3.             Le recourant conteste la confirmation de la qualité de partie plaignante de l'intimée.

3.1.1. Selon l'art. 118 al. 1 CPP, on entend par partie plaignante le lésé qui déclare expressément vouloir participer à la procédure pénale comme demandeur au pénal ou au civil.

La notion de lésé est définie à l'art. 115 CPP. Il s'agit de toute personne dont les droits ont été touchés directement par une infraction (art. 115 al. 1 CPP). En règle générale, seul peut se prévaloir d'une atteinte directe le titulaire du bien juridique protégé par la disposition pénale qui a été enfreinte (ATF 143 IV 77 consid. 2.2 p. 78; 141 IV 454 consid. 2.3.1 p. 457).
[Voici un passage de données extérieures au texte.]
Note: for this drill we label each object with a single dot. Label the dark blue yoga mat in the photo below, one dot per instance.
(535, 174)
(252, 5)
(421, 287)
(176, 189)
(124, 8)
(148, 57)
Les droits touchés sont les biens juridiques individuels tels que la vie et l'intégrité corporelle, la propriété, l'honneur, etc. (ATF 141 IV 1 consid. 3.1 p. 5). Pour être directement touché, le lésé doit en outre subir une atteinte en rapport de causalité directe avec l'infraction poursuivie, ce qui exclut les dommages par ricochet (arrêt du Tribunal fédéral 6B_857/2017 du 3 avril 2018 consid. 2.1 et les arrêts cités). Les personnes subissant un préjudice indirect n'ont donc pas le statut de lésé et sont des tiers n'ayant pas accès au statut de partie à la procédure (arrêt du Tribunal fédéral 1B_191/2014 du 14 août 2014 consid. 3.1).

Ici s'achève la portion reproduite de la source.